Finding Common Coupling Failures with Ultrasound Predictive Maintenance Equipment
Non-Intrusively Inspect Couplings with Airborne Ultrasound
Couplings connect the shafts of rotating equipment and transfer power while providing flexibility for inaccuracies in shaft alignment and absorbing shock loads. They’re an essential component for most motor assemblies found in most manufacturing environments.

Common coupling maintenance practices include visual inspections, alignment checks, lubrication where required, fastener checks, guard inspections, and looking for signs of wear, cracking, heat, looseness, or abnormal movement.
While great for confirming external condition, these types of inspections typically are time consuming, disrupt production, and have the potential to introduce new failures.
With an ultrasound data collector capable of airborne monitoring, a simple inspection can be performed by taking a reading through air gaps in the guarding.
Below are several examples of airborne ultrasound readings taken on a few different couplings highlighting some of the most common coupling failure modes we see with ultrasound.
- Healthy Coupling
Figures 1 & 2 showcases the result you want to see when taking inspecting a coupling with ultrasound. Inspectors should expect a consistent, smooth, and stable sound profile with no sharp ticking, repetitive impacts, scraping, rubbing, or sudden changes in amplitude.
When ultrasound data is collected, technicians should also compare the coupling reading to nearby bearing readings. A healthy coupling generally supports stable machine condition, without abnormal friction or impact signals that stand out from the rest of the machine train.


- Coupling Misalignment
The next example is a slow-speed asset with a misaligned coupling. Rotating at roughly 80RPM, we can observe a large spike in energy every rotation in the time waveform data below with the repetitive impacting at running speed echoed in the ultrasound spectrum as well.
Couplings are supposed to transfer power from one rotating shaft to another while providing some degree of flexibility for misalignment. In the case of this coupling, we would recommend that follow up measurements are regularly taken to ensure the defect doesn't worsen, and possibly even a visual inspection during the next scheduled shutdown.


- Coupling Looseness
On this motor-fan assembly, measurements were collected at both motor bearing locations and on the coupling using a flexible airborne sensor. The machine, which was running at 1782 RPM appeared to have dominant peaks at 1x and 6x running speed.
Because the machine utilized a six-jaw elastomeric coupling, the prominent 6× running speed peak was consistent with a repeating event occurring at each jaw engagement point. Combined with the elevated ultrasonic energy measured directly at the coupling, the data indicated looseness within the coupling assembly as the likely source of the defect.


These peaks were present in both drive-end and non-drive-end bearing measurements as well, indicating that the defect was being transferred through the entire machine train.

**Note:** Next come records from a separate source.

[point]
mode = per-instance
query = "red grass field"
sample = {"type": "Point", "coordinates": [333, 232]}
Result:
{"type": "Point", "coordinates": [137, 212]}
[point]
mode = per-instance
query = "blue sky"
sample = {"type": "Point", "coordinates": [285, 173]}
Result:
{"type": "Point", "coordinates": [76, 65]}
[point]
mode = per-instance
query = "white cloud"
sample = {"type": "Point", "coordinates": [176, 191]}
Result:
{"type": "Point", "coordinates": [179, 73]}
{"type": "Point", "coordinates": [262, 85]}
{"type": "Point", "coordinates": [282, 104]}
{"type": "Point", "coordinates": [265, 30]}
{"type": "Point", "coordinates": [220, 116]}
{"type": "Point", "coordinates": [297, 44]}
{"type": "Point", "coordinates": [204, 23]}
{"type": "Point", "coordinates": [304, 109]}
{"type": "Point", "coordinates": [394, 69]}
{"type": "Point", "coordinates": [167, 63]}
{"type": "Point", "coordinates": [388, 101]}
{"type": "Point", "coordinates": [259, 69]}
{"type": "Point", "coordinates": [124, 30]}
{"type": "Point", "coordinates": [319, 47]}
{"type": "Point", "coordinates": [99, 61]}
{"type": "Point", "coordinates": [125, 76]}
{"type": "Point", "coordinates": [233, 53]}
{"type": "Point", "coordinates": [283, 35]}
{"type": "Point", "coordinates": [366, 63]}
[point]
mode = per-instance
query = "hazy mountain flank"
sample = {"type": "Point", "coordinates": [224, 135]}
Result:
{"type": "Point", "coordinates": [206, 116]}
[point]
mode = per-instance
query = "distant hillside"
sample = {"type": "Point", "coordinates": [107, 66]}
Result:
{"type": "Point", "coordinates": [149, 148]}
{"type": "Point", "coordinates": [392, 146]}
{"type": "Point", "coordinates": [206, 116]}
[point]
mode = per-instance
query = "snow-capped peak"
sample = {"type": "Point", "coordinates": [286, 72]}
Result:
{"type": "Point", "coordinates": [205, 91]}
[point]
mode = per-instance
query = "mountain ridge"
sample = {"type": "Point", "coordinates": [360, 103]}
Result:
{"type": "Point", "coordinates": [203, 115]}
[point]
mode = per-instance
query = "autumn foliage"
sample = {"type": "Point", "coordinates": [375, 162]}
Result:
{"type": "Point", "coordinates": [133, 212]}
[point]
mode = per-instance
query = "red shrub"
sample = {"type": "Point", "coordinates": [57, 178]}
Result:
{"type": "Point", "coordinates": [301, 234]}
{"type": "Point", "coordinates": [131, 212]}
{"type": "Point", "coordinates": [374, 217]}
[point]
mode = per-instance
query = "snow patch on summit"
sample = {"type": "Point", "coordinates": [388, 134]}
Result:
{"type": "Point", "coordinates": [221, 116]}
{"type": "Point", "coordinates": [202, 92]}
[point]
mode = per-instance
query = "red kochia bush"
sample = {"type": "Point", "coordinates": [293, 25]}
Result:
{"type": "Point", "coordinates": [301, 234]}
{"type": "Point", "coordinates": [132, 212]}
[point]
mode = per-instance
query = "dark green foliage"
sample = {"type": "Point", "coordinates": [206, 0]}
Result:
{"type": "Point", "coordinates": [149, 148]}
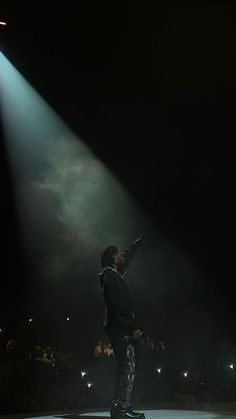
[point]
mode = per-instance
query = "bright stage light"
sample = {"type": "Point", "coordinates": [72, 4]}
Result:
{"type": "Point", "coordinates": [65, 197]}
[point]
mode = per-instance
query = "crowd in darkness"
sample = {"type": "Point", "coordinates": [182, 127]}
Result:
{"type": "Point", "coordinates": [42, 377]}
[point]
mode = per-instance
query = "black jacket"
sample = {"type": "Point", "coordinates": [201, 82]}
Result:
{"type": "Point", "coordinates": [119, 316]}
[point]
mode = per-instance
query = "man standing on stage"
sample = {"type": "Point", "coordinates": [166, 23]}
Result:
{"type": "Point", "coordinates": [119, 326]}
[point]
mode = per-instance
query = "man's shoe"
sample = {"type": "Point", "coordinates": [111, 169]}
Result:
{"type": "Point", "coordinates": [119, 411]}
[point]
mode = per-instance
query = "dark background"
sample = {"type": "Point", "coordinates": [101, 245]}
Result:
{"type": "Point", "coordinates": [151, 89]}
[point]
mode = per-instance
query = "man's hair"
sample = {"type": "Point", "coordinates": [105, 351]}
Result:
{"type": "Point", "coordinates": [107, 257]}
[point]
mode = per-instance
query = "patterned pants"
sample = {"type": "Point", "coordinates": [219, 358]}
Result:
{"type": "Point", "coordinates": [125, 355]}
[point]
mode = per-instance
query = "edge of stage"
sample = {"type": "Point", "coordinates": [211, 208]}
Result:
{"type": "Point", "coordinates": [152, 411]}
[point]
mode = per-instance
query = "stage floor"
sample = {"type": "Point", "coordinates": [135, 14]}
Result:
{"type": "Point", "coordinates": [151, 414]}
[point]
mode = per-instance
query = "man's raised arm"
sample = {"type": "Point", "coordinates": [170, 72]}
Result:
{"type": "Point", "coordinates": [130, 252]}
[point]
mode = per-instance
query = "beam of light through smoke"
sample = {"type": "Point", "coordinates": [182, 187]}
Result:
{"type": "Point", "coordinates": [70, 206]}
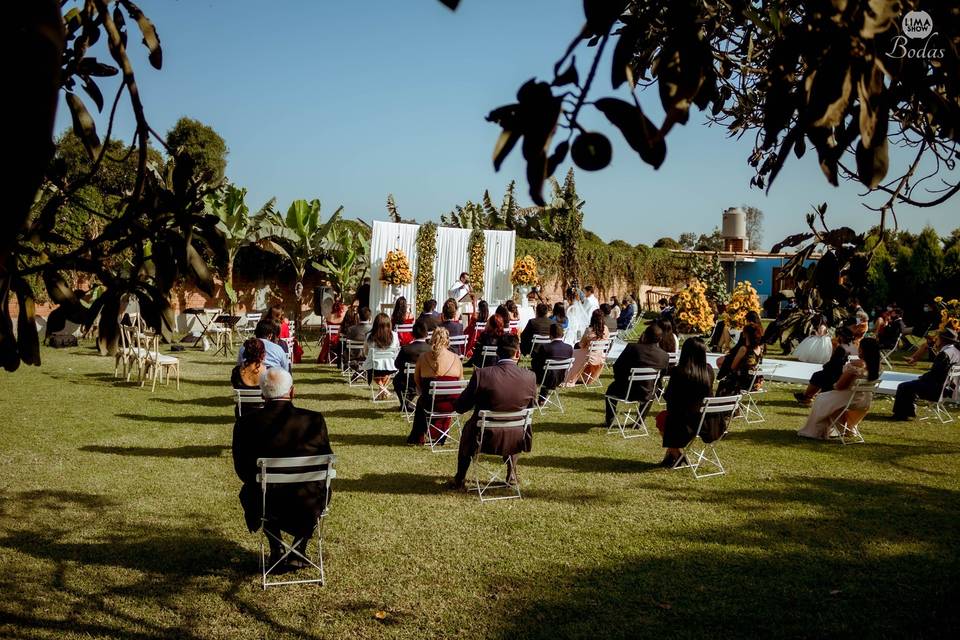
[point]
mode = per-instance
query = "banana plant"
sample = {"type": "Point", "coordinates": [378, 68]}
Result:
{"type": "Point", "coordinates": [299, 236]}
{"type": "Point", "coordinates": [236, 225]}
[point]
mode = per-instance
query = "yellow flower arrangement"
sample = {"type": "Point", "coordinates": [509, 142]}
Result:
{"type": "Point", "coordinates": [396, 269]}
{"type": "Point", "coordinates": [693, 312]}
{"type": "Point", "coordinates": [743, 300]}
{"type": "Point", "coordinates": [949, 314]}
{"type": "Point", "coordinates": [524, 271]}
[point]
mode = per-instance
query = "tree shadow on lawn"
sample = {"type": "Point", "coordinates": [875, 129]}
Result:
{"type": "Point", "coordinates": [222, 420]}
{"type": "Point", "coordinates": [68, 592]}
{"type": "Point", "coordinates": [189, 451]}
{"type": "Point", "coordinates": [876, 559]}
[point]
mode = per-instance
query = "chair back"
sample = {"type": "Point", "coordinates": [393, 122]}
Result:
{"type": "Point", "coordinates": [458, 344]}
{"type": "Point", "coordinates": [555, 365]}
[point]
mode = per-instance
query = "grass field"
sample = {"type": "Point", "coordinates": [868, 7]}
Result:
{"type": "Point", "coordinates": [120, 519]}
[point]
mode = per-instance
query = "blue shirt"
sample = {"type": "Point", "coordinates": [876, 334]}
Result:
{"type": "Point", "coordinates": [275, 356]}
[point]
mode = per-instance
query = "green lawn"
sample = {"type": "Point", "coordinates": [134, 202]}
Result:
{"type": "Point", "coordinates": [120, 519]}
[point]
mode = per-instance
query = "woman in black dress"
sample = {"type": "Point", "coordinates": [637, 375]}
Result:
{"type": "Point", "coordinates": [690, 382]}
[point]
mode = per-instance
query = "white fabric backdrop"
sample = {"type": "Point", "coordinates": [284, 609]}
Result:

- Under-Lubricated Coupling
In the following airborne ultrasound time waveform of a coupling, we can observe lots of friction and possibly even some impacting. Based on the time waveform, we see a few peaks higher than the baseline RMS (overall friction). However, they aren't high enough above baseline that we would automatically assume it is a mechanical defect.
Our recommendation would be to lubricate this coupling and then perform follow up measurements in the following days to see how much the lubrication affected the impacting & whether or not further visual inspection is required.


- Damaged Coupling
This ultrasound reading is of an extremely damaged coupling. In the time waveform we can observe lots of impacting, with multiple peaks surpassing 15000 µV. In the ultrasound FFT we see multiple repeated impacts very clearly.
It’s quite clear this coupling is near its end of life. Depending on it’s criticality, our recommendation would be to disassemble & visually inspect during the next planned shutdown.




Airborne ultrasound inspection is an effective way to diagnose common coupling failures and a suitable tool for locating the source of machine train defects when initiating root-cause analysis.
While each defect produces its own unique ultrasonic signature, they all share one common characteristic: the generation of friction, impact, or turbulence that can be detected long before catastrophic failure occurs.
The sooner a coupling defect is detected, the simpler and less costly the corrective action becomes. Ultrasound gives reliability professionals the ability to hear these problems developing and address them before they become failures.